Keeping Jupyter Notebooks (.ipynb) in a code repository is tough for collaboration because Jupyter Notebooks contain large, binary outputs and metadata that frequently changes. By means of the Jupytext extension to JupyterLab, MyST Markdown (.md) files can be opened like notebooks without saving content troublesome for collaboration. Going one step further, Jupytext can pair an actual Jupyter Notebook file with a MyST Markdown file. That lets us enjoy the benefits of Jupyter Notebooks (e.g. saved outputs and metadata) while only storing MyST Markdown in the repository.

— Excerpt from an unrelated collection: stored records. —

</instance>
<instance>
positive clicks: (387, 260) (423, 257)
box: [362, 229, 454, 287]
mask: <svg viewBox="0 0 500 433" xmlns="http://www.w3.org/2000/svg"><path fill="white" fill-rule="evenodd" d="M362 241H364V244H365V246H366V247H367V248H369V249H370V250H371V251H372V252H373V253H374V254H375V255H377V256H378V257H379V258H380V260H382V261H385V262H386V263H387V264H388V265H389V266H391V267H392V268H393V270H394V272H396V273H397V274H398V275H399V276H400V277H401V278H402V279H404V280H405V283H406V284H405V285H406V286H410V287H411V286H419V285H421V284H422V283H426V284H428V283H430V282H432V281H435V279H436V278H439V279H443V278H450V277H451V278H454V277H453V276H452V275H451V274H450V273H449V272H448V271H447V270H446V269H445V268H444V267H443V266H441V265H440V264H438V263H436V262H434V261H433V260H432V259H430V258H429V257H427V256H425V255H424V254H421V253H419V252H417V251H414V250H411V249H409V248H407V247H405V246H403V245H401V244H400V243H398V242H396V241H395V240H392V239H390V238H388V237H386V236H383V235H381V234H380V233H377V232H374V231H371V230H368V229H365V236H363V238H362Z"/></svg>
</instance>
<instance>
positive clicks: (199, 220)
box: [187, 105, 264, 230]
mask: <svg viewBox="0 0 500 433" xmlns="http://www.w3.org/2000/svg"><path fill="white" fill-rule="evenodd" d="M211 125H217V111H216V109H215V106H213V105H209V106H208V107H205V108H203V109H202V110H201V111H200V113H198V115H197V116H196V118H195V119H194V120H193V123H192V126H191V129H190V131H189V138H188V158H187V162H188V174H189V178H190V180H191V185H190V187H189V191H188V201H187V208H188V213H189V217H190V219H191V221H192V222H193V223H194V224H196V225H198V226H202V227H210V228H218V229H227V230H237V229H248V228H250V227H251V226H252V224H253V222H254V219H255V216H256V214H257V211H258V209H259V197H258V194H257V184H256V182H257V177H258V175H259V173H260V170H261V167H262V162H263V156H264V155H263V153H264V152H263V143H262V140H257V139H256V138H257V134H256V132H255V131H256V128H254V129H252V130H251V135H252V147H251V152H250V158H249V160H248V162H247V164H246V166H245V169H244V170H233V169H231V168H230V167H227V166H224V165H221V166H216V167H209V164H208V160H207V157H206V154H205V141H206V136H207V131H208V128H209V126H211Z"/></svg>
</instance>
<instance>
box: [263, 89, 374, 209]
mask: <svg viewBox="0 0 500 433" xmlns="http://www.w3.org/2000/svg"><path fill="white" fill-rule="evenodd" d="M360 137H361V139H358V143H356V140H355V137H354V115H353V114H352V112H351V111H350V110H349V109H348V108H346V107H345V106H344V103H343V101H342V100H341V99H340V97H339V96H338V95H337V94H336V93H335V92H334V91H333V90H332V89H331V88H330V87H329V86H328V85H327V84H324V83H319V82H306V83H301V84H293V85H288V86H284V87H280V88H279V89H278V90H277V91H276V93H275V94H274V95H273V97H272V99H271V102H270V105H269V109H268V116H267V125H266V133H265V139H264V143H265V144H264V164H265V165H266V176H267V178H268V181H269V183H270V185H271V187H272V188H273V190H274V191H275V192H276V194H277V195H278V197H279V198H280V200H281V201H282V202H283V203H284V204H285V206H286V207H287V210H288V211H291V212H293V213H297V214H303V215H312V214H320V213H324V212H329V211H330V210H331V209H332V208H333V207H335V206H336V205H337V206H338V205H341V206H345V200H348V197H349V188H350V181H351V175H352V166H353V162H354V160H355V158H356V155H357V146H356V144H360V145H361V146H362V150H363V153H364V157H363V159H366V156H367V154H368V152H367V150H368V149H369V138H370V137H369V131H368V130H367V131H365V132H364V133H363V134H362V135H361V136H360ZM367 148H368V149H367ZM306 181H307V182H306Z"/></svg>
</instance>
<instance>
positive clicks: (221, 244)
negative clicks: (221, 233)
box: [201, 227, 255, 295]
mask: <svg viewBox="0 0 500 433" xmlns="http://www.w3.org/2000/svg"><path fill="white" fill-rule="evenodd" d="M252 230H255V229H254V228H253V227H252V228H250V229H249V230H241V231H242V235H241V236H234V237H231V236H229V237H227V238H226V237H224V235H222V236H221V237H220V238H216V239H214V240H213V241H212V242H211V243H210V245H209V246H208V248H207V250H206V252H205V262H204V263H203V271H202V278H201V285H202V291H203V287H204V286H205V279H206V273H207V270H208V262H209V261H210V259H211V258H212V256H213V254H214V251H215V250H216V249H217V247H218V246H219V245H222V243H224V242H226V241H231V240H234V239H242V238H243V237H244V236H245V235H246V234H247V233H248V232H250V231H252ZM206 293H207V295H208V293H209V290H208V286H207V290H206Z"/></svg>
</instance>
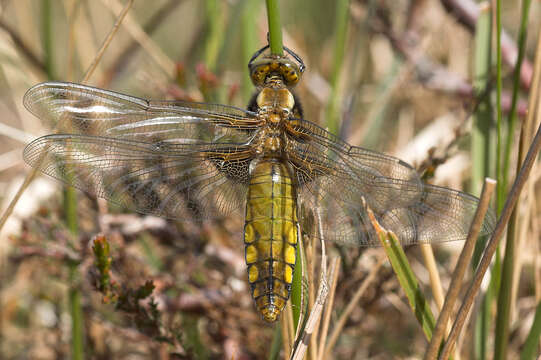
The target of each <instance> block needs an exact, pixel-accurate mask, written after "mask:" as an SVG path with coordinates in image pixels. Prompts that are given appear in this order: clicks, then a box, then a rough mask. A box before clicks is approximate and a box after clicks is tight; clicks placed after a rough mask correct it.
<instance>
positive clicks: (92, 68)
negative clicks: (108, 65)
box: [81, 0, 134, 84]
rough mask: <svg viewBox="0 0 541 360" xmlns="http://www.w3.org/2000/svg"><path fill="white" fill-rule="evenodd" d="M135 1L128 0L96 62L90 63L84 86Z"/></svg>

What does this mean for authors and reviewers? You can use the Jupyter Notebooks in the notebooks folder normally, but you must commit the synchronous changes to the paired MyST Markdown files within the book/notebooks folder. To create the notebooks folder after cloning the repository, or when a new MyST Markdown file is pulled, run the following Terminal command. The Terminal command will synchronize, creating if necessary, the paired Jupyter Notebook files with all MyST Markdown files tracked by git.

jupytext --sync $(git ls-files book/notebooks)

Create a New Notebook

Note

Create new notebooks by copying COPYME.ipynb into a suitable location within the notebooks folder.

When you save your new notebook, watch for a new markdown file to appear in the book/notebooks folder and add that file to a commit.

Acknowledgements

This repository has greatly benefited from works of multiple open-science projects, notably Learn OLCI and the NASA Earthdata Cloud Cookbook.